Abstract

Modern hyperspectral imaging sensor technology provides detailed spectral and spatial information that enables precise analysis of land cover usage. From a research point of view, traditional widely used statistical models are often limited in the sense that they do not incorporate some of the useful angle information contained in the feature vectors, and hence alternative modeling methods are required. In the study to be presented, the use of cosine angle information and its embedding onto a spherical manifold is investigated. The transformation of hyperspectral images onto a unit hyperspherical manifold is achieved by using the recently proposed spherical local embeddings approach.
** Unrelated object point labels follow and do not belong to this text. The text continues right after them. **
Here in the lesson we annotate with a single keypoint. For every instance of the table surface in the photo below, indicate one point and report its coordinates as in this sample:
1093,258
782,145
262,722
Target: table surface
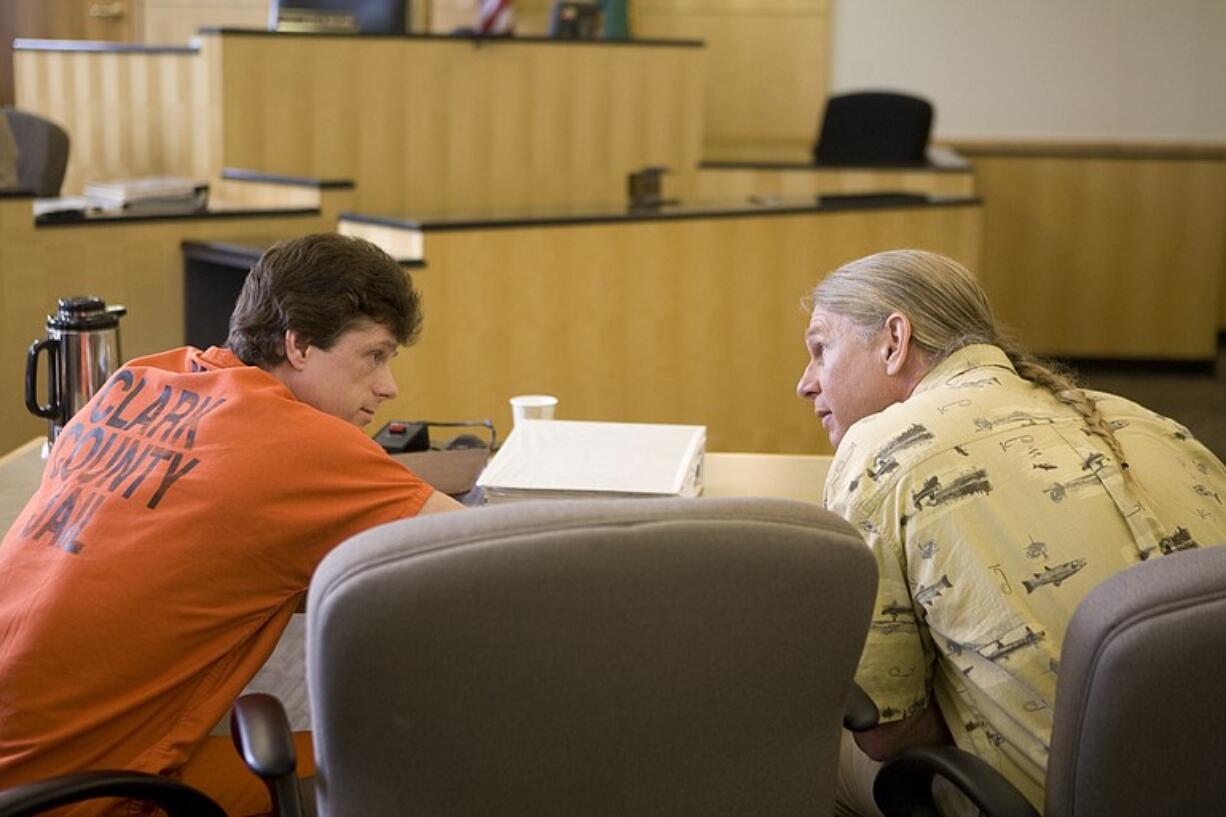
790,476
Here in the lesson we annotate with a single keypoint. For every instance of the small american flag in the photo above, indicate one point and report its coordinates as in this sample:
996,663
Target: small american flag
495,17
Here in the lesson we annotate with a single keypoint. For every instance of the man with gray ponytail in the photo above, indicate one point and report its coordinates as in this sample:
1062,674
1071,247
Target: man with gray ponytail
994,494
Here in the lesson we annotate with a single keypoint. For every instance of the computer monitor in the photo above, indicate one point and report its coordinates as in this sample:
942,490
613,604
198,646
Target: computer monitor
348,16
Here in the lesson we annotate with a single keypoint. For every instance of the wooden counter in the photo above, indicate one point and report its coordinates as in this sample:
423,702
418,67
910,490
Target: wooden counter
682,315
130,261
417,122
727,180
1106,250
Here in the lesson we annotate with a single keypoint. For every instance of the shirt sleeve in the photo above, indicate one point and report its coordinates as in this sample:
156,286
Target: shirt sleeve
896,665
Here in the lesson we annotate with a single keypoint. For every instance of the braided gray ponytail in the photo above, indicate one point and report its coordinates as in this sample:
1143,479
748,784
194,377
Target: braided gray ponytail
948,310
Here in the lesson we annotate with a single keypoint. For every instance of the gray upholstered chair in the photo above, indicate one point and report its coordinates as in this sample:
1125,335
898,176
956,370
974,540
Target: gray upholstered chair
1139,707
42,152
587,658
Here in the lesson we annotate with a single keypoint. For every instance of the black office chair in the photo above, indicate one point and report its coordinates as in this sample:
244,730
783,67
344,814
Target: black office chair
42,152
873,128
261,736
1139,707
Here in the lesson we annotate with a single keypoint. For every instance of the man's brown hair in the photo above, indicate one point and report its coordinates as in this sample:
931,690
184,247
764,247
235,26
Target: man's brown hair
320,286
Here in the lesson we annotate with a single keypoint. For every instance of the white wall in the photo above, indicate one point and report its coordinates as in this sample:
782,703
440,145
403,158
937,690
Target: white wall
1043,69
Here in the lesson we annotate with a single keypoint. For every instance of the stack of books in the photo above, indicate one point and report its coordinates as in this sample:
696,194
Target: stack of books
558,459
151,194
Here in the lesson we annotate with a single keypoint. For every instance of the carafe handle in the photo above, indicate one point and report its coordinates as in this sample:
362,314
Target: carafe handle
52,409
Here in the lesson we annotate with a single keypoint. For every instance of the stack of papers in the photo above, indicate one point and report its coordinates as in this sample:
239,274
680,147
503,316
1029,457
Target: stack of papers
555,459
148,194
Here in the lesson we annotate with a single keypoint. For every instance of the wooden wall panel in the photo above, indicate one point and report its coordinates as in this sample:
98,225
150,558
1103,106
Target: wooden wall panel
126,113
766,72
690,322
451,125
1108,256
768,64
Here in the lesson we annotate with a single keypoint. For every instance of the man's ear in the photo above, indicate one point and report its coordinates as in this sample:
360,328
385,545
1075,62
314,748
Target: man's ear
896,342
296,350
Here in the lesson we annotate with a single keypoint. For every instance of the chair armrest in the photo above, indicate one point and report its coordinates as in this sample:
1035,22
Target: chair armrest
174,797
861,714
904,784
261,735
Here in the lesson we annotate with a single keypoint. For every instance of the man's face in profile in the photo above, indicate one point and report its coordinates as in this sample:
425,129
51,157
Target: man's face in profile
351,378
846,377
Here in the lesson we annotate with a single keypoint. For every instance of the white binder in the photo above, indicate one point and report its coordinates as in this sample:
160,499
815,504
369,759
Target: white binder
548,459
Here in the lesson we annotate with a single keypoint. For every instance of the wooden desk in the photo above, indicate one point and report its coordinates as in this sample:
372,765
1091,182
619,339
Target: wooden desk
725,475
945,174
428,120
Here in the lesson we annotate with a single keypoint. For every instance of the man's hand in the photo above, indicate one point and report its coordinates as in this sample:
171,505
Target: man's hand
925,729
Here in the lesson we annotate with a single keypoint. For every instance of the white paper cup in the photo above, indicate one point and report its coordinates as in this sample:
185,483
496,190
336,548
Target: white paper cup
532,406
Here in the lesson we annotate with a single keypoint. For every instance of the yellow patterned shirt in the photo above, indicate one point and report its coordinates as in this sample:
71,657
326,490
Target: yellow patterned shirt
992,512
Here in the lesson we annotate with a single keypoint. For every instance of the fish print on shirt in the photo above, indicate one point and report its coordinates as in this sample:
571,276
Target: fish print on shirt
1053,575
885,461
1021,417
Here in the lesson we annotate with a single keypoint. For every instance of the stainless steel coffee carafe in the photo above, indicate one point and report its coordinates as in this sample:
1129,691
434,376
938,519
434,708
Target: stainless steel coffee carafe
82,351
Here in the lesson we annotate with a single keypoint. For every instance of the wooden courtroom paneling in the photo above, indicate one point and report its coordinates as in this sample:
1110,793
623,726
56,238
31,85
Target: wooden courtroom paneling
439,124
136,264
766,64
684,320
723,184
128,113
766,71
1107,256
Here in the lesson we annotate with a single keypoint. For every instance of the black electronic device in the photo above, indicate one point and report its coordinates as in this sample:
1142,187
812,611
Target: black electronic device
400,437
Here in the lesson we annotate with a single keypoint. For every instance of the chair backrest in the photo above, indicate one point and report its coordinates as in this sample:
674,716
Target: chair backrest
1139,705
587,658
873,128
42,152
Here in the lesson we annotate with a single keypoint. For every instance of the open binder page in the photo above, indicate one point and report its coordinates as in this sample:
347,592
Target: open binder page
558,458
Spherical local embeddings is a method that computes high-dimensional local neighborhood preserving coordinates of data on constant curvature manifolds. We further develop a novel Kent mixture model for unsupervised classification of embedded cosine pixel coordinates. A Kent distribution is one of the natural models for multivariate data on a spherical manifold. Parameters for the model are estimated using the Expectation-Maximization procedure. The mixture model is applied to two different Airborne Visible/Infrared Imaging Spectrometer (AVIRIS) datasets that were acquired from the Tippecanoe County in Indiana. The results obtained present insights on cosine pixel coordinates and also serve as a motivation for further development of new models to analyze hyperspectral images in spherical manifolds.